I probably should not tell this story in public, but it is so iconic in terms of how I think about my mother, I just cannot help myself. Both Grandma Sarah and I graduated from Oregon State University. In 1973, I moved into a student co-op directly across the street from where Grandma Sarah lived when she started at Oregon State in 1948. I wrote about that place and its connection with Ted Bundy the serial killer in a previous post on this blog. Grandpa Milo and Grandma Sarah lived in Newberg when I started school and I often caught a ride with friends to go back home for weekends. Grandma Sarah would then drive me the 60 miles back to Corvallis on Sunday afternoon after church. We would always stop in Monmouth on the way to eat lunch. I have been at that J’s Family Restaurant a lot of times not only for this, but because it is the same restaurant where our dear friend, Susan Rodriguez worked while she was getting her degree at what is now Western Oregon University as well as a good place to eat on the way to watch a Beavers game.

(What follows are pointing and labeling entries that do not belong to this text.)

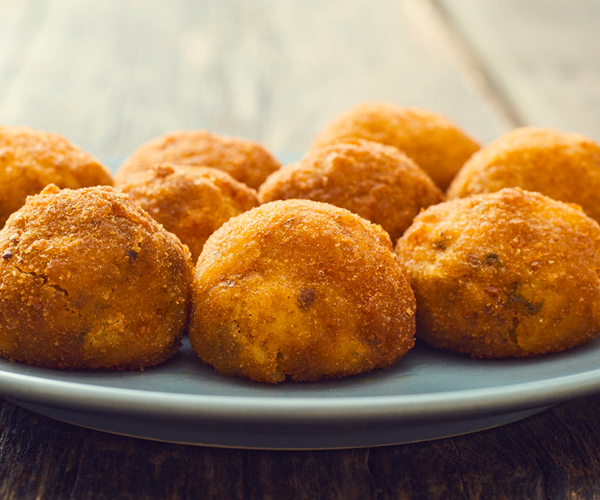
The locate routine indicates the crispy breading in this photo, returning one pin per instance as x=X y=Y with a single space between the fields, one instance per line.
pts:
x=30 y=160
x=375 y=181
x=301 y=290
x=90 y=280
x=246 y=161
x=508 y=274
x=190 y=202
x=436 y=144
x=561 y=165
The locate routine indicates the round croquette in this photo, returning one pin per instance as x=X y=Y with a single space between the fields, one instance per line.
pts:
x=435 y=144
x=560 y=165
x=301 y=290
x=190 y=202
x=375 y=181
x=508 y=274
x=89 y=280
x=30 y=160
x=246 y=161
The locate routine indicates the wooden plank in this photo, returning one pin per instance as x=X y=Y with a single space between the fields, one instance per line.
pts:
x=553 y=455
x=542 y=55
x=113 y=74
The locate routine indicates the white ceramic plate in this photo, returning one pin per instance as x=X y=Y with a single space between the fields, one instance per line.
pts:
x=427 y=395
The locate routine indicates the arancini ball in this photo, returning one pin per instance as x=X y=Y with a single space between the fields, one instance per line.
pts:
x=435 y=144
x=507 y=274
x=246 y=161
x=561 y=165
x=190 y=202
x=300 y=290
x=30 y=160
x=372 y=180
x=89 y=280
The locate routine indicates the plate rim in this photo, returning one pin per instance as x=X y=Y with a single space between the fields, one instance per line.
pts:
x=297 y=409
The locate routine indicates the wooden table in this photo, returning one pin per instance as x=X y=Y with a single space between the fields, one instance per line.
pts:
x=111 y=74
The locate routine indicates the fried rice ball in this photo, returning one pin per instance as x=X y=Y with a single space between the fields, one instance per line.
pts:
x=563 y=166
x=508 y=274
x=375 y=181
x=189 y=202
x=301 y=290
x=436 y=144
x=246 y=161
x=30 y=160
x=89 y=280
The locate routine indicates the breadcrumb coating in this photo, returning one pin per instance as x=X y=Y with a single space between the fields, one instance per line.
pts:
x=507 y=274
x=375 y=181
x=89 y=280
x=30 y=160
x=190 y=202
x=301 y=290
x=561 y=165
x=435 y=144
x=246 y=161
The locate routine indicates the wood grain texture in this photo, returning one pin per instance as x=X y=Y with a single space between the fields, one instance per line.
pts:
x=553 y=455
x=111 y=74
x=543 y=55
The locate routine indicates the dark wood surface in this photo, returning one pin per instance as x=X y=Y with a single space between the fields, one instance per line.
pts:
x=113 y=74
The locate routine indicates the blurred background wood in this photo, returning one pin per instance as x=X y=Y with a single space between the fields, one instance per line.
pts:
x=110 y=75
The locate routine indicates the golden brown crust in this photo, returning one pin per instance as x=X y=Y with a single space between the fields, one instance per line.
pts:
x=509 y=274
x=435 y=144
x=560 y=165
x=375 y=181
x=30 y=160
x=302 y=290
x=192 y=203
x=246 y=161
x=89 y=280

I need to give this story a little context now to diminish the trouble this will cause me. Grandma Sarah had a wonderful uncle who always went to her house for Christmas while she was growing up as a young girl. He smoked cigars and she associated the smell of those cigars with some wonderful memories she had as a child. So, when the mood struck us, we would buy a couple of REALLY cheap cigars (Swisher Sweets) and smoke them together while we finished our drive to Corvallis. She would get that twinkle in her eye that everyone who really knew her has seen when she was about to say something or do something just for the sheer joy of it even though it might be a little bit off in the eyes of those who were a little to uptight or ungracious. I LOVED those trips. They were our thing. I was talking to Aunt Julia last night and she reminded me that she had actually been there one time with us and we bought THREE cigars. I am glad she was there and can confirm my story because I think there are a lot of people who might not believe it if I did not come from someone with a little more credibility than myself.